Who decides and how should such things be decided? To each his/her own way? Is it really an individual decision when all of society pays its social and economic consequence in one form or another? What’s going on here? As a society we have mixed and conflicting messages as to the definition of life, birth, death, and life’s value. We want to believe that we can avoid death altogether. We want to conquer the aging process. We want modern science and technology to serve our interests, including our decision as to whether or not the next generation shall live—abort or not abort, save the preemie or not save the preemie, no matter the odds against it. “Don’t pull the plug,” says one couple. “Get this thing out of me,” says she.

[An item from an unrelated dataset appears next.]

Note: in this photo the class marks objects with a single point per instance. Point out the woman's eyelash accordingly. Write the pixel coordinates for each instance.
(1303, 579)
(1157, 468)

Modern science and technology, especially in the medical field, has caused us to lose sight of two basic truths in life. (1) We are mortal beings. Modern medicine has made it more difficult not less, to determine and accept the final step in life—when we have to accept and embrace life’s inevitability—death. We shall die, all of us. It seems we won’t accept this. (2) We are not gods. The more power a human being wields the more dangerous he/she becomes. Imagine a typical human with godlike powers. Scary! Yet, we are more and more taking it upon ourselves to decide who shall and who shall not live—based on our own selfish interests and desires. On the aging end, we are artificially keeping loved ones alive by hooking them up to mechanical life support systems, unnecessarily prolonging their passage way to Life after life. And, on the inception end of things, we are artificially cutting life short by invading the uterus. We have become our own gods. This is a very dangerous path to be on.
As to our nation’s health care system, here are some principles we should heed: (1) that which is fair and just is always a good measure for determining whether something is good. If systems and procedures result in unfair and unjust outcomes, something is wrong. If we are going to do what’s right for health care in our nation, we need to develop a health care system that is as fair and just for all citizens as can possibly be. (2) Fairness and justice require truth and transparency. We need more truth and transparency in our medical health care system. The right-hand has to know what the left-hand is doing. We need to understand the who, what, where, when, how, and why of the key players and stakeholders that presently dominate the health care system in order to determine what needs correcting. I don’t believe that the public is getting the real picture. Too much is still being hidden from public view. (3) We need a more consistent and unifying understanding of life/death processes. “Pulling the plug” is not always a bad thing. Saving a preemie is not always a good thing. Yet, I admit, sometimes it seems that you almost have to be God to know how to make that judgment call.